Scott Thomas follows his outstanding debut Kill Creek with a slow-burner, Violet, although it never quite reaches the heights of its predecessor it is a fine ghost story. At first glance Kill Creek had a well-trodden story; famous horror authors spend time in a notoriously haunted house, with that horror trope morphing into something much more complex and original. Violet does not have this highly successful double-tap and is a more traditional ghost story. However, I thoroughly enjoyed it and it cements the reputation of Scott Thomas as an author of high calibre and one to watch in the world of dark fiction. It also successfully negotiates the, often tricky, second novel with relative ease.

The action opens with a prologue which felt slightly unnecessary; the revelation that the down-at-heel lakeside resort town of Pacington has a dark history connected to the Verdigris River and the Lost Lake where the story takes place. There is no need for foreshadowing in Violet, the prologue ticks that box and does slightly kill the suspense. One wonders whether this backstory was truly necessary? It does, however, provide context for the slow-burning story that lies ahead.
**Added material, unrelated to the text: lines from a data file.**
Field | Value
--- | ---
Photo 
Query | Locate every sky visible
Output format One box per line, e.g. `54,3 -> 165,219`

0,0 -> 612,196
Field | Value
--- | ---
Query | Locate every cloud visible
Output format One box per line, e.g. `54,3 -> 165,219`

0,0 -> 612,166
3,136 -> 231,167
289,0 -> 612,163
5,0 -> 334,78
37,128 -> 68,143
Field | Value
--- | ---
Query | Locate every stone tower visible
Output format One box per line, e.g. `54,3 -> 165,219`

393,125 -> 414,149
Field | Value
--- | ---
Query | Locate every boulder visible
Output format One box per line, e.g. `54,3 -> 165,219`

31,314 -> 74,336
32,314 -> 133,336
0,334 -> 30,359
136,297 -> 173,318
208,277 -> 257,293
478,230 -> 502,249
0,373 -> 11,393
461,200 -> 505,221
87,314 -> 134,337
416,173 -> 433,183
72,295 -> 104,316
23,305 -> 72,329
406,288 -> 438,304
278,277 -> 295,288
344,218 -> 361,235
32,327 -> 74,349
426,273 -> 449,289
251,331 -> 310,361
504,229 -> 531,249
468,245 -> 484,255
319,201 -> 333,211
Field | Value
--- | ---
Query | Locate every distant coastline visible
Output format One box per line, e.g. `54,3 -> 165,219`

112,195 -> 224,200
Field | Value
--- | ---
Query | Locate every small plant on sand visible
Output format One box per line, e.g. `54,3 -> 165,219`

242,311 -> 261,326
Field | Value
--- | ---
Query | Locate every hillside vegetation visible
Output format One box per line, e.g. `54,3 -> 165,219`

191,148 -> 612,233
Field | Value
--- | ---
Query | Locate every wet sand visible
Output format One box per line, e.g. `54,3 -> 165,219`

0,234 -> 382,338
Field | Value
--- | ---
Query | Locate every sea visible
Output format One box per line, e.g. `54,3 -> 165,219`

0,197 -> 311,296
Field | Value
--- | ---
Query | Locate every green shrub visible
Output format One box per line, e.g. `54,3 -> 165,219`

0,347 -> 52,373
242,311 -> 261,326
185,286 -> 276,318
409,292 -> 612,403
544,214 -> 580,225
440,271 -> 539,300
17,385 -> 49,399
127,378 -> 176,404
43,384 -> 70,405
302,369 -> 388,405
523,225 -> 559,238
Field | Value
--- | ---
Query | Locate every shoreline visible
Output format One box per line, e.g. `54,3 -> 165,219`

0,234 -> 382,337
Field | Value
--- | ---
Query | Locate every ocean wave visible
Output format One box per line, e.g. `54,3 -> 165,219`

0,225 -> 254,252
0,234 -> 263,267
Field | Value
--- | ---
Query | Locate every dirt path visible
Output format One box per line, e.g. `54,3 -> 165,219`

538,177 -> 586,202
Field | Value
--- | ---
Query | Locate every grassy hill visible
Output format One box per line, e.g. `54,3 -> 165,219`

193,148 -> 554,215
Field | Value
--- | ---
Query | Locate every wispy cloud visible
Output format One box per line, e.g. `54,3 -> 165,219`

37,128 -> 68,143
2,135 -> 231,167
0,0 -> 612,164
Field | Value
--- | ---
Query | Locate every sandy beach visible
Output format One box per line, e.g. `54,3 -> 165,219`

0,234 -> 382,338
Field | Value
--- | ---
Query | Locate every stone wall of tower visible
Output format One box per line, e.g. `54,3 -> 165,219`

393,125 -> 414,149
Before I get into the plot I must mention the many wonderful music references the book has; some of which are chapter titles, the first being “There is a light that never goes out” which is a song by cult English eighties indie band The Smiths. Early in the novel Kris Barlow finds an old home-made cassette which belonged to her mother, which she hasn’t heard in thirty years, and in a small way rediscovers her mother through the music. I still play many old cassette mix tapes from the eighties and nineties and I can identify with rediscovering a cassette from years earlier and instantly remembering the track listening and memories associated to particular songs. This subliminal thread which went through the story was a music-lovers dream and I really appreciated it.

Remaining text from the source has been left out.